Après l’hécatombe d’Inatès, où 71 soldats nigériens ont été tués le 10 décembre 2019 dans l’attaque de leur camp, trois semaines avant le sommet de la clarification de Pau et alors que le sentiment antifrançais, notamment concernant la présence militaire de l’Hexagone au Sahel n’a jamais été aussi prégnant, le séjour de Macron  en Côte d’Ivoire et au Niger devait être frappé du sceau sécuritaire.

 

 

Certes le président français, Emmanuel Macron, a eu son petit Noël avec les éléments du 43e Bataillon d’infanterie de marine stationnés à Port-Bouet ; certes il a rappelé l’importance de la Force Barkhane et les résultats probants qu’elle enregistre dans la lutte contre le terrorisme au Sahélistan ; certes il a rendu hommage à Niamey aux suppliciés d’Inatès, mais on retiendra finalement de cette visite de 72 heures en Côte d’Ivoire et au Niger l’annonce du passage du franc CFA à l’ECO faite en sa présence par le président Alassane Dramane Ouattara en sa qualité de président en exercice de l’Union économique et monétaire ouest-africaine (UEMOA). Une information déclinée sur les trois axes suivants :

- le changement de nom ;

- l’arrêt de la centralisation de 50% de nos réserves de change au Trésor français et la fermeture du fameux compte d’opération ;

- le retrait des représentants de la France de tous les organes de décision et de gestion de l’UEMOA (BCEAO, commission bancaire, conseil de politique monétaire).

 

« Réforme a minima », crient en chœur les brûleurs de CFA qui voulaient casser la baraque et pour qui le cordon ombilical n’est pas totalement coupé, dans la mesure où la parité fixe CFA/EURO va demeurer malgré l’arrivée prochaine de l’ECO et que la France en reste garante en cas de crise. En un mot comme en mille, cet ECO ne sera rien d’autre qu’un CFA-bis. Il faut dire que la présence du grand chef blanc, tel un garde du corps, à côté d’ADO samedi dernier lors de l’annonce, montre à souhait que nos « ancêtres les Gaulois », avec un pied dedans un pied dehors, ont toujours voix à un chapitre qui ne les concernerait plus même si on peut comprendre la prudence des dirigeants de l’UEMOA qui ont choisi d’y aller « step by step ». Du reste, la nouvelle monnaie est appelée à évoluer si les autres pays membres de la CEDEAO venaient à l’adopter et on voit mal les anglophones, en particulier le géant Nigeria et l’émergent Ghana, s’y résoudre sans une déconnection totale avec la France. 

 

En fait, ce n’est pas la première fois que ce Franc des Colonies Françaises d’Afrique, qui faisait anachronique il faut le reconnaître, est débarrassé de ses scories néocoloniaux.

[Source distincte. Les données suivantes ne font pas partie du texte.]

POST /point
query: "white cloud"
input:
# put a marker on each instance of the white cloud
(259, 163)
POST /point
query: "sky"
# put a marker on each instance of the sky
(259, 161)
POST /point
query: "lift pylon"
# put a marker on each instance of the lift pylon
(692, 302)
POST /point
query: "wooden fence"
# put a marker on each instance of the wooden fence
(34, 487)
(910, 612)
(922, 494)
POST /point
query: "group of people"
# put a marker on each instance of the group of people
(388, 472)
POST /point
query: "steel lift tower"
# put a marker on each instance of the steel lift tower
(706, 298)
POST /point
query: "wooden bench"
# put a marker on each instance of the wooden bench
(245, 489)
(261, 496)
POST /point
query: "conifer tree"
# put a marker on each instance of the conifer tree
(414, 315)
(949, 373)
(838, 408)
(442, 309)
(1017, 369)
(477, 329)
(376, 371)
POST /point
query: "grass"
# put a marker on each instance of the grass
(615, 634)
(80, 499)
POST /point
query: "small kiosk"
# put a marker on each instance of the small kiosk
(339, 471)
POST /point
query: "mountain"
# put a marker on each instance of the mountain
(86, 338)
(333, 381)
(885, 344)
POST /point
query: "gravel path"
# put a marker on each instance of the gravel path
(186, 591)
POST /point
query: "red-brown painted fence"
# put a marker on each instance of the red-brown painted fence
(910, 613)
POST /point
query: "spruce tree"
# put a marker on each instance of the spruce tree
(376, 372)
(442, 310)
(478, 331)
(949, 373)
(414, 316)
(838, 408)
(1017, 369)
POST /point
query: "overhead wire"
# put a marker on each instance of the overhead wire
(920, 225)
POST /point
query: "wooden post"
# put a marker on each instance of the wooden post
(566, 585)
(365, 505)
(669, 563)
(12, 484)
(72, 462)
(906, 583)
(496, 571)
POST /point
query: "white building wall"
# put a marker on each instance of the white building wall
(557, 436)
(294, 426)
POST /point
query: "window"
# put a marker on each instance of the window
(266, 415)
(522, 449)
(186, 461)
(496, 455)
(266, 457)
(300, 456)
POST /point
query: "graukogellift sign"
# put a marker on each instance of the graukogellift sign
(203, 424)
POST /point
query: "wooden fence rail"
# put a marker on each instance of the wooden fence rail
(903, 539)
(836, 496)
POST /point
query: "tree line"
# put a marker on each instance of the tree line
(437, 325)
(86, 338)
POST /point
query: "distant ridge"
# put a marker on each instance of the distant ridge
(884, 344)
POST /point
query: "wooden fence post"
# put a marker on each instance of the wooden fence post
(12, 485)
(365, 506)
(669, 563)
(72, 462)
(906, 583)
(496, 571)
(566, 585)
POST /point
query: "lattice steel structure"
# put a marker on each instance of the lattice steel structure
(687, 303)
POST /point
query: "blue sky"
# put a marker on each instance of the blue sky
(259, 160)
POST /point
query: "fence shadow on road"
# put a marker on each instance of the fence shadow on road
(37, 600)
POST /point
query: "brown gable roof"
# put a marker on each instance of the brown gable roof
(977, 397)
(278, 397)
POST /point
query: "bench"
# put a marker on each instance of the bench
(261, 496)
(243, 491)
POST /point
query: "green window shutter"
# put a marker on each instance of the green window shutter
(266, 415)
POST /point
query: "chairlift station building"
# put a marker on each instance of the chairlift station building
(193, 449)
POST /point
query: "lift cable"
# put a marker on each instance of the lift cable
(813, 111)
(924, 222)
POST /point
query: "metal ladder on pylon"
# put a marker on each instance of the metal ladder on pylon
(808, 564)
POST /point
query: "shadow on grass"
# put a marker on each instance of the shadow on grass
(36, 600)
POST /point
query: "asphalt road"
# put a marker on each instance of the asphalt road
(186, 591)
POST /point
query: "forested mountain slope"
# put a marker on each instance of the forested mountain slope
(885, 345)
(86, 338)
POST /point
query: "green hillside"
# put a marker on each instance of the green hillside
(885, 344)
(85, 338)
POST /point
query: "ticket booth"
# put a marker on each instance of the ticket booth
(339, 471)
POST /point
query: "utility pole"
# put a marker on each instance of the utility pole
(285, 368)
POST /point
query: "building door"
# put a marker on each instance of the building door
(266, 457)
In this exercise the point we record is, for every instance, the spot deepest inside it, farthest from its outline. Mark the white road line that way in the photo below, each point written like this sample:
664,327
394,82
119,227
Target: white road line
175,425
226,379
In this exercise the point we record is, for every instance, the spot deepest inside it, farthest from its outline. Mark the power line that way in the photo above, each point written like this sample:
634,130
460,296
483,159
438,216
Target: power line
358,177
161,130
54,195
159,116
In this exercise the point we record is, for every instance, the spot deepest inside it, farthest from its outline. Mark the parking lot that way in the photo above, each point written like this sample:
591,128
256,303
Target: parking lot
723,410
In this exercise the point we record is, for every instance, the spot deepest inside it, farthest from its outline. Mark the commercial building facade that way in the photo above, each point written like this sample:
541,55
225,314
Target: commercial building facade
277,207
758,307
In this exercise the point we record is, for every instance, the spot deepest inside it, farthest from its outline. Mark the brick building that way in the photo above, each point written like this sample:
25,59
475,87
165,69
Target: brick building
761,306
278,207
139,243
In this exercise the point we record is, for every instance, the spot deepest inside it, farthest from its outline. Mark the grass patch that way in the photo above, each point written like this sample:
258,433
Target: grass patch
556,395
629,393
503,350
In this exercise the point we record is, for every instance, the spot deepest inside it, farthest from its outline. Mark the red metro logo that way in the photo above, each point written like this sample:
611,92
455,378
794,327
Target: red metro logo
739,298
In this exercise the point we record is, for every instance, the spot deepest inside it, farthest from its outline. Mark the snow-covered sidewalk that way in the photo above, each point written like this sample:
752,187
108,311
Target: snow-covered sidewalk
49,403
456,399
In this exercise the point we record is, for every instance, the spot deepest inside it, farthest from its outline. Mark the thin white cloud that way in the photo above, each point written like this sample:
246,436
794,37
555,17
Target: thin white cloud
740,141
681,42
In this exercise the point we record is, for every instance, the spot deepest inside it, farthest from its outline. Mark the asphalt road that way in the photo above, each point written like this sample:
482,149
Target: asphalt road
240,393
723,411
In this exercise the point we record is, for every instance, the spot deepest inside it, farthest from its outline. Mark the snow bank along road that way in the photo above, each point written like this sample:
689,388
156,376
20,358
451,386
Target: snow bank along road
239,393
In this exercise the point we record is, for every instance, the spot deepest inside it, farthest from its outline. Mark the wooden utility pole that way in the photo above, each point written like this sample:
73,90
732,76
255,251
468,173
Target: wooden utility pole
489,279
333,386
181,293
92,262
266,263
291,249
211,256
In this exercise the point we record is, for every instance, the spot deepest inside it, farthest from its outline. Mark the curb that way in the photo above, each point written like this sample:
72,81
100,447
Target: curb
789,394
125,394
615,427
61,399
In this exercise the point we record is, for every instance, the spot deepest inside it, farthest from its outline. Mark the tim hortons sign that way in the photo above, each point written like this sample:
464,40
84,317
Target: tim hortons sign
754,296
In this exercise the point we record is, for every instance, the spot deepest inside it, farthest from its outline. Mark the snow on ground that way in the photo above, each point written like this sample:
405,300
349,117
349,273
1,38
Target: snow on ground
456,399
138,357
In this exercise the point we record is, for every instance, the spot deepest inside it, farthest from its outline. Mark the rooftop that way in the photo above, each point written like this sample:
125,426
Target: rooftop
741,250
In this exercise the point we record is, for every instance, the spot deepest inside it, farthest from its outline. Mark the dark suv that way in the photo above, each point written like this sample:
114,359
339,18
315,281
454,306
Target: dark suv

Avant ce nouveau changement de cap, qui intervient un quart de siècle après la douloureuse dévaluation de janvier 94, il y eut, il est vrai, d’autres bouleversements plus ou moins importants. Au nombre de ceux-ci, la commission présidée dans les années 70 par le général Tiémoko Marc Garango, alors ministre de l’Economie et des Finances de la Haute-Volta et qui avait abouti à la délocalisation en Afrique de l’institut d’émission (la Banque centrale) qui était jusque-là basé en France avec comme directeur général Robert Julienne, en poste de 1959 à 1974, jusqu’à ce qu’il soit donc remplacé par un gouverneur noir, Lamine Fadiga. Entre-temps la BOAD est créée et la répartition des responsabilités dans les deux institutions faite plus ou moins équitablement entre les Etats membres : le siège de la BCEAO à Dakar, le gouvernorat revenant à la Côte d’Ivoire et les deux postes de vice-gouverneurs échéant au Niger et au Burkina ; la BOAD, elle, ayant élu domicile à Lomé, sa présidence revenait au Bénin.

 

Bien sûr intervenant dans le contexte socio-politique actuel, on pourrait être tenté de penser que cet événement a été dicté par ces contingences mais ce serait oublier qu’une décision aussi délicate, qui était mûrie depuis plusieurs mois, voire quelques années, ne saurait être prise dans la précipitation.

 

Quoi qu’il en soit, elle satisfait, ne serait-ce qu’en partie, une des revendications matricielles d’une partie des élites africaines pour qui il est inconcevable que soixante ans après les indépendances formelles, nos pays continuent de traîner comme un boulet ce vestige de la période coloniale fabriqué - comble de la dépendance pour certains -  à Chamalières.

 

En faisant ce qui semble être un premier pas vers une décolonisation monétaire, les chefs d’Etat membres de l’UEMOA tiennent aussi la promesse qui avait été faite de passer à l’ECO en 2020, un engagement auquel en réalité beaucoup de leurs compatriotes ne croyaient pas vraiment tant nous avons l’art de faire dans la procrastination.

 

Le sort en est donc jeté même si ce n’est pas dès le 1er janvier qu’on verra les acteurs économiques de la zone palper ces fameux ECO, la transition d’une monnaie à l’autre pouvant encore prendre de longs mois.

 

En attendant, on ne peut que se poser des questions et conjecturer - tant les spécialistes eux-mêmes ne sont sûrs de rien - sur les bienfaits en matière macro-économiques et au niveau du citoyen lambda concernant les répercussions d’une révolution qui relève plus en réalité d’impératifs politico-idéologiques que d’exigences économiques et monétaires. En quoi en effet, l’avènement de la nouvelle devise, qui ne serait rien d’autre, aux yeux des plus radicaux, qu’un clone du CFA - lequel n’aurait fait que changer de nom - va impacter positivement la vie quotidienne des populations, puisque ce doit être la finalité d’une monnaie, qu’on l’appelle franc CFA, ECO, Cauri, Afro ou que avons-nous encore ?

 

Dans l’immédiat, ce qu’il faut craindre, c’est que ce « new deal » entraîne une spéculation lourde de tous les dangers et que la transition monétaire engendre une inflation automatique nonobstant les promesses de stabilité émises ici et là. La gestion d’une monnaie, ne l’oublions pas, au-delà des incantations anti-impérialistes et altermondialistes, requiert, on le sait, une discipline, une rigueur ainsi qu’une attention de tous les instants, et il nous faudra maintenant faire la preuve de notre capacité à manipuler cette nouvelle devise sans le concours du tuteur, même si ce dernier ne sera jamais loin. En tout cas pour l’instant.